Test-cost-sensitive attribute reduction of data with normal distribution measurement errors

Research paper by Hong Zhao, Fan Min, William Zhu

Indexed on: 02 Jun '13Published on: 02 Jun '13Published in: Computer Science - Artificial Intelligence


The measurement error with normal distribution is universal in applications. Generally, smaller measurement error requires better instrument and higher test cost. In decision making based on attribute values of objects, we shall select an attribute subset with appropriate measurement error to minimize the total test cost. Recently, error-range-based covering rough set with uniform distribution error was proposed to investigate this issue. However, the measurement errors satisfy normal distribution instead of uniform distribution which is rather simple for most applications.

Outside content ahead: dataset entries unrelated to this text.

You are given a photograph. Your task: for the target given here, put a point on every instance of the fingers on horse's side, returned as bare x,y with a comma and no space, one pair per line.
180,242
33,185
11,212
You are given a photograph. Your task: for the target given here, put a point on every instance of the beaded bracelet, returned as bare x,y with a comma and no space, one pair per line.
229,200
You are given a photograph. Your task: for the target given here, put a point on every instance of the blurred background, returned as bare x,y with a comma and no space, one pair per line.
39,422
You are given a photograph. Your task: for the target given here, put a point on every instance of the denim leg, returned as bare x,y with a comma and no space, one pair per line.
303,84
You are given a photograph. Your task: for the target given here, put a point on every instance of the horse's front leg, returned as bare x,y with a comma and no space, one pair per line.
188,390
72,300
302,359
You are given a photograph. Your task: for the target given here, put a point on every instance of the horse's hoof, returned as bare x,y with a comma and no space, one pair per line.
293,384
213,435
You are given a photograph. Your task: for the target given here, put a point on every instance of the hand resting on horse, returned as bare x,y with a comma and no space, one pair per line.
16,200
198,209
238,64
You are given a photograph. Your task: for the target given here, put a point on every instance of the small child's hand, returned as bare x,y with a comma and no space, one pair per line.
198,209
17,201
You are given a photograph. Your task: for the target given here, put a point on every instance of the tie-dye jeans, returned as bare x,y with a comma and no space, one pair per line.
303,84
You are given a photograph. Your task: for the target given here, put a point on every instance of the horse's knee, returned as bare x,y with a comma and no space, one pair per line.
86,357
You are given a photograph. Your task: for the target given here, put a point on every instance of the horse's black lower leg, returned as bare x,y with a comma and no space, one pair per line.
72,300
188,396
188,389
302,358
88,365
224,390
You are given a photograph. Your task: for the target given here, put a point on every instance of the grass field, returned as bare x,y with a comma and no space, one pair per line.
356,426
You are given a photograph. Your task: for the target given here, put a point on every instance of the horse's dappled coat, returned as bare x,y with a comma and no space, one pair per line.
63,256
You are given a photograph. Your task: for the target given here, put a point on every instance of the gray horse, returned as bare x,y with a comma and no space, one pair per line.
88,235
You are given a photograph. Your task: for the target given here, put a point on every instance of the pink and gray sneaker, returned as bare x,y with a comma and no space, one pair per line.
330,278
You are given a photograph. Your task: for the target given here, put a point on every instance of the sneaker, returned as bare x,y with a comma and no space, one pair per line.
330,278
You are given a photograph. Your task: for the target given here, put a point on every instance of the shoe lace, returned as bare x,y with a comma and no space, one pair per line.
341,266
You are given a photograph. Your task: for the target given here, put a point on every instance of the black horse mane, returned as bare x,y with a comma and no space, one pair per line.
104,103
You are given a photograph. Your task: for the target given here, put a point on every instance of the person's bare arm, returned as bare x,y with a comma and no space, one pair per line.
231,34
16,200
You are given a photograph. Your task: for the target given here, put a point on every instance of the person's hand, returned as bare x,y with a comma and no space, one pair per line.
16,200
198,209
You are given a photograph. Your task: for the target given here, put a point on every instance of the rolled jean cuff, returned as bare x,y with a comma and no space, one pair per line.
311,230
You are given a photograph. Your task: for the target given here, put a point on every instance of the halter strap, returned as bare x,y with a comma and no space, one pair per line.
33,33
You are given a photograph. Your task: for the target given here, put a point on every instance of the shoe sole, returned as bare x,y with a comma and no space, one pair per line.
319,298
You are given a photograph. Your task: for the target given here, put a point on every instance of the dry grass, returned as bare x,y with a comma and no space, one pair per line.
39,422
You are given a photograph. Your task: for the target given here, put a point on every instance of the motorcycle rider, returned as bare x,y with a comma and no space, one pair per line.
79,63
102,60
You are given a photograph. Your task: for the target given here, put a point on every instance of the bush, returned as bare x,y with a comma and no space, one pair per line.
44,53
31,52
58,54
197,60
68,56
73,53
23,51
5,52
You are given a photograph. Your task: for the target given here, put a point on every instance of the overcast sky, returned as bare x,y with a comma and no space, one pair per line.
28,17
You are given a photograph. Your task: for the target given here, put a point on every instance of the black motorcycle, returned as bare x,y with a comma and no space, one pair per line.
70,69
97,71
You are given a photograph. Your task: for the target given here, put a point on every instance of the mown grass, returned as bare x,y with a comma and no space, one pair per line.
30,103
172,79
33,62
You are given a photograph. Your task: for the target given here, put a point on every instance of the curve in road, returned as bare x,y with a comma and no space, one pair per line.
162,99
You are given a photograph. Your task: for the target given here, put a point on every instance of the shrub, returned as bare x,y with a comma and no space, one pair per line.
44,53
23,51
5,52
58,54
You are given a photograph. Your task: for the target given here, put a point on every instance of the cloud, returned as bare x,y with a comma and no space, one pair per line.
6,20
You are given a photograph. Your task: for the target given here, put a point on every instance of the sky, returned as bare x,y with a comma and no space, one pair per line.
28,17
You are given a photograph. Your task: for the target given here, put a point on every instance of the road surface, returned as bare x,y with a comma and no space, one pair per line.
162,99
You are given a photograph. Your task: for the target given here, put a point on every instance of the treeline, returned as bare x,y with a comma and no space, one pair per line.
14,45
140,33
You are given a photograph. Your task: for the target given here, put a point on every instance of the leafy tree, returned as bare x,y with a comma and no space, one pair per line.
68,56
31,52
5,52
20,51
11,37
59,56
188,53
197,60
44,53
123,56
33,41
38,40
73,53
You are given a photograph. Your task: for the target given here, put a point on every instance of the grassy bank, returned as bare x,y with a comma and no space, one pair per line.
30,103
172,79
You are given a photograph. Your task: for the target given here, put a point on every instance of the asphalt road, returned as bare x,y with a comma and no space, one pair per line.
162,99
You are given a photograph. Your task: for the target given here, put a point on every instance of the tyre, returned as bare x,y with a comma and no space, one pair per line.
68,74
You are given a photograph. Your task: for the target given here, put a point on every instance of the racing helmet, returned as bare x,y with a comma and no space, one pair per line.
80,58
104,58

In this paper, we introduce normal distribution measurement errors to covering-based rough set model, and deal with test-cost-sensitive attribute reduction problem in this new model. The major contributions of this paper are four-fold. First, we build a new data model based on normal distribution measurement errors. With the new data model, the error range is an ellipse in a two-dimension space. Second, the covering-based rough set with normal distribution measurement errors is constructed through the "3-sigma" rule. Third, the test-cost-sensitive attribute reduction problem is redefined on this covering-based rough set. Fourth, a heuristic algorithm is proposed to deal with this problem. The algorithm is tested on ten UCI (University of California - Irvine) datasets. The experimental results show that the algorithm is more effective and efficient than the existing one. This study is a step toward realistic applications of cost-sensitive learning.